A DELIBERATE MUDDLE….

Putin deliberately muddles his struggle with the oligarchs–the name given to the small group of men who at trivial cost gained control of the state’s economic assets during the privatizations of the 1990s–with repression of the media. Recent attacks on the oligarchs include the arrest and harassment of Vladimir Gusinsky, president of the Media Most group that includes the near-national NTV television network; the threatened prosecution of Vladimir Potanin, head of the Interros group that (with Lukoil) controls the newspaper Izvestia; investigations of Lukoil and AvtoVAZ; and most recently pressure on Boris Berezovsky, the most prominent and politically active of the oligarchs, to discharge his debts to the state by surrendering his equity in ORT, the national TV network that is 51 percent state-controlled.

At a meeting with oligarchs at the end of July, Putin promised there would be no general review of the privatizations of the 1990’s.

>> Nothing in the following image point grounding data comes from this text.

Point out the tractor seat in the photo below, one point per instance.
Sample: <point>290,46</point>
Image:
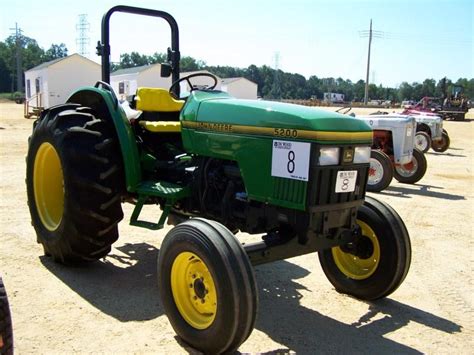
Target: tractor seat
<point>160,112</point>
<point>161,126</point>
<point>156,100</point>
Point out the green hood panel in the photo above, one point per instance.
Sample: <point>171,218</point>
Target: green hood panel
<point>218,107</point>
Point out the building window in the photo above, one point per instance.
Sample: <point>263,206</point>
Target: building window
<point>28,88</point>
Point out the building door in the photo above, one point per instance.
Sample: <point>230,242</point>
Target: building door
<point>38,85</point>
<point>28,88</point>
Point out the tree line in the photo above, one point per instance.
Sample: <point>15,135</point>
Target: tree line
<point>277,84</point>
<point>272,84</point>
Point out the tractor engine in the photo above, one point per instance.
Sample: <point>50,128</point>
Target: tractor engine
<point>219,193</point>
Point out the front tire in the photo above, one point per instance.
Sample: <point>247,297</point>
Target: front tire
<point>422,141</point>
<point>380,171</point>
<point>378,261</point>
<point>207,286</point>
<point>74,181</point>
<point>6,330</point>
<point>412,172</point>
<point>442,145</point>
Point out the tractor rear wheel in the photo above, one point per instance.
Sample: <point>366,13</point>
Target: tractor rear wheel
<point>6,331</point>
<point>207,286</point>
<point>74,183</point>
<point>443,144</point>
<point>380,171</point>
<point>422,141</point>
<point>412,172</point>
<point>376,263</point>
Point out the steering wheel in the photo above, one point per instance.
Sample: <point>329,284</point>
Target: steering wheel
<point>186,78</point>
<point>344,109</point>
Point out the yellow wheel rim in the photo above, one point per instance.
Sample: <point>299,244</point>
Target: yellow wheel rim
<point>193,290</point>
<point>48,185</point>
<point>353,266</point>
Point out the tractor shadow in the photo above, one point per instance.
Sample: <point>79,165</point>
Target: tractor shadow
<point>305,331</point>
<point>123,285</point>
<point>447,154</point>
<point>420,190</point>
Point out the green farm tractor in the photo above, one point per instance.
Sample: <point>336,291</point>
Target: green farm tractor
<point>215,165</point>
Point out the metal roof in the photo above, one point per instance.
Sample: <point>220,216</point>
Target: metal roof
<point>133,70</point>
<point>54,61</point>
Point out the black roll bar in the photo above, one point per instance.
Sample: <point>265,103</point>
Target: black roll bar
<point>103,48</point>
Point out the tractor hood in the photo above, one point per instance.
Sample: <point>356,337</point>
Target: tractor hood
<point>218,111</point>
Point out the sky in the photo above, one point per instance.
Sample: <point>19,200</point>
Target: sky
<point>416,39</point>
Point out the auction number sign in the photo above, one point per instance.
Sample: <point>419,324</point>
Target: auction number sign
<point>291,159</point>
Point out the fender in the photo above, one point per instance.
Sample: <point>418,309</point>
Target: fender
<point>106,105</point>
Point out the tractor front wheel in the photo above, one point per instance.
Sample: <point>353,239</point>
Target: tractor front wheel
<point>443,144</point>
<point>207,286</point>
<point>74,181</point>
<point>412,172</point>
<point>380,171</point>
<point>376,263</point>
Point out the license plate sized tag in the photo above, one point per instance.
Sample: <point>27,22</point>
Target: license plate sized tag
<point>345,181</point>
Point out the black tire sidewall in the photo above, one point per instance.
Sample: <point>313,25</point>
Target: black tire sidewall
<point>395,255</point>
<point>43,135</point>
<point>387,167</point>
<point>226,332</point>
<point>418,173</point>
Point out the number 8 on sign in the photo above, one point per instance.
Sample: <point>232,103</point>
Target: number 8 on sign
<point>291,162</point>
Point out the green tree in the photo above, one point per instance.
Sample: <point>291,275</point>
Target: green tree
<point>56,51</point>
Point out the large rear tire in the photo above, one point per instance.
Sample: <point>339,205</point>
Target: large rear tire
<point>412,172</point>
<point>378,261</point>
<point>380,171</point>
<point>6,330</point>
<point>443,144</point>
<point>207,286</point>
<point>74,183</point>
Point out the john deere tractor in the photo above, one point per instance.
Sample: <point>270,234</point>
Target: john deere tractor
<point>215,165</point>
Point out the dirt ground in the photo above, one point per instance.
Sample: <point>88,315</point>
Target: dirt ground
<point>112,306</point>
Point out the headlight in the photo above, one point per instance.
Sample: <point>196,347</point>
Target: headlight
<point>362,155</point>
<point>328,156</point>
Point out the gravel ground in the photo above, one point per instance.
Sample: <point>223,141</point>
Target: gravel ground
<point>112,306</point>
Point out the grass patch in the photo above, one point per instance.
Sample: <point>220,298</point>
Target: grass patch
<point>11,96</point>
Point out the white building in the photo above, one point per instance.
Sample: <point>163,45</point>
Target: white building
<point>333,97</point>
<point>126,81</point>
<point>240,88</point>
<point>51,83</point>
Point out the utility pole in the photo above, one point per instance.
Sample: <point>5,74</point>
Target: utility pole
<point>83,41</point>
<point>366,94</point>
<point>371,34</point>
<point>19,47</point>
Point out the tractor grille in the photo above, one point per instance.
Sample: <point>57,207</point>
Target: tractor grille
<point>289,190</point>
<point>323,185</point>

He asserted, however, that the courts could overturn particular transactions if prosecutors found “concrete violations.” Like a dime-novel crime boss, Putin told the oligarchs they have nothing to worry about so long as they cooperate. But if they don’t, said a senior Kremlin official, the state may administer “spiked enemas.” Cooperation in this case means not just paying taxes and investing profits in Russia, but applying self-censorship to the media.

The oligarchs as a group are widely detested, but because they control the only major media outlets not in state hands, they are the principal defenders of freedom of the press. “If the … mass media is forced to shut up, there will be nothing good left in the country.” That is not John Peter Zenger or Oliver Wendell Holmes but Boris Abramovich Berezovsky speaking. Not many Russians will run to the barricades to protect Berezovsky’s right to broadcast. It is freedom’s curse to have such exemplars.